7 May 2026 · 6 min read

Schema markup has been part of the SEO toolkit for over a decade. But in 2026, its role has shifted. It is no longer primarily about rich snippets in search results. It is one of the most direct ways to tell AI models what your content is, who created it, and what questions it answers - before they even read a word of your prose.

Why FAQ schema alone is no longer enough

For several years, adding FAQPage schema was the go-to schema win for most sites. It produced accordion-style rich results in Google and gave a clear signal about page content. That is still worth doing - but it is now the baseline, not the differentiator.

AI models process schema holistically. A page with FAQPage schema but no Organisation schema, no Author markup, and no service-level detail is giving AI models an incomplete picture. A comprehensive schema implementation tells a coherent story: who you are, what you do, what this page covers, who wrote it, and what questions it answers. That coherence is what drives consistent citation.
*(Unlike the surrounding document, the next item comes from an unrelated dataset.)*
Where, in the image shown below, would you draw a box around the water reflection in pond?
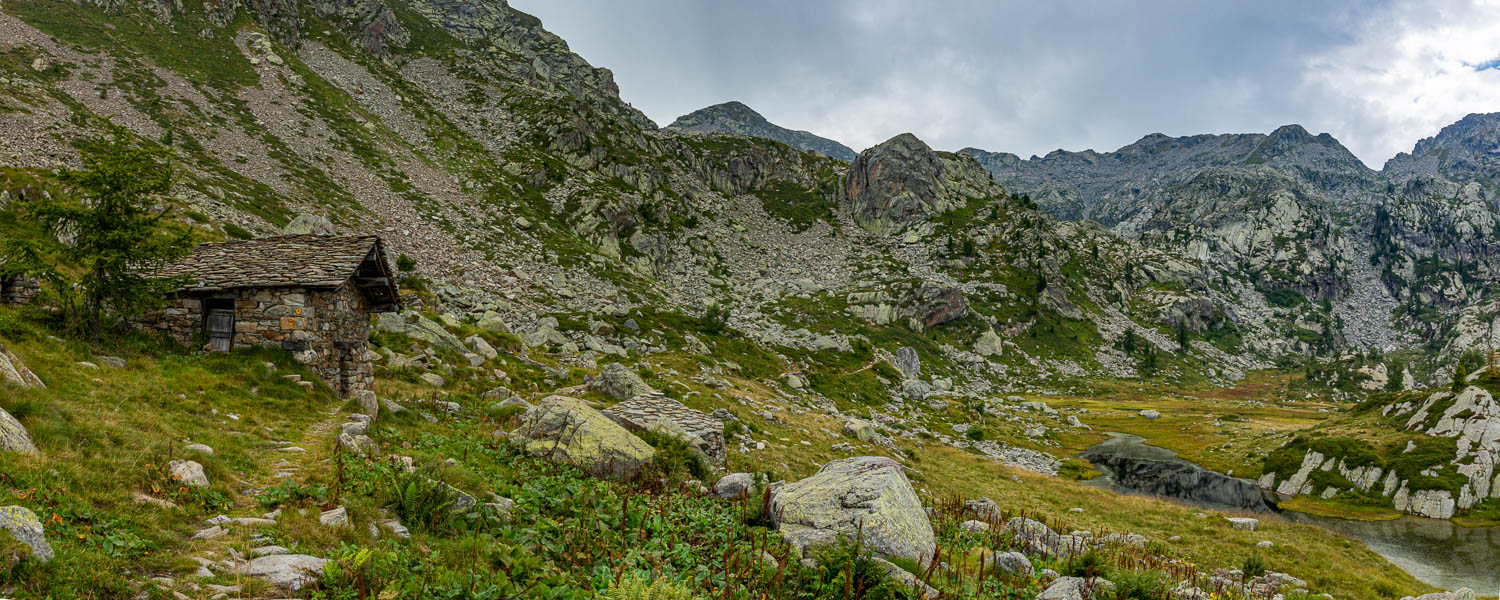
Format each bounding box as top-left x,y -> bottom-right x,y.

The schema types that matter most in 2026

Here are the schema types that have the clearest impact on AI search visibility, in order of priority:

  • Organisation - Your business identity. Should appear on every page via the site-wide schema. Include name, URL, logo, description, and contact information. This is the schema equivalent of your brand identity card.
  • Service - For each service you offer, a Service schema block tells AI models exactly what the service is, who it is for, and what area it covers. Critical for service businesses that want to appear in AI answers to "best [service] for [audience]" queries.
  • FAQPage - For any page with a FAQ section (which should be most substantive pages). Each question-answer pair becomes directly readable by AI models without parsing prose.
  • Article / BlogPosting - For your Insights content. Include author, datePublished, dateModified, headline, and description. AI models weight recency and authorship when assessing content authority.
  • BreadcrumbList - Helps AI models understand your site structure and the relationship between pages - a secondary authority signal.
  • LocalBusiness - If you have a physical location or serve a specific geography, LocalBusiness schema is a strong signal for geographically-relevant AI queries.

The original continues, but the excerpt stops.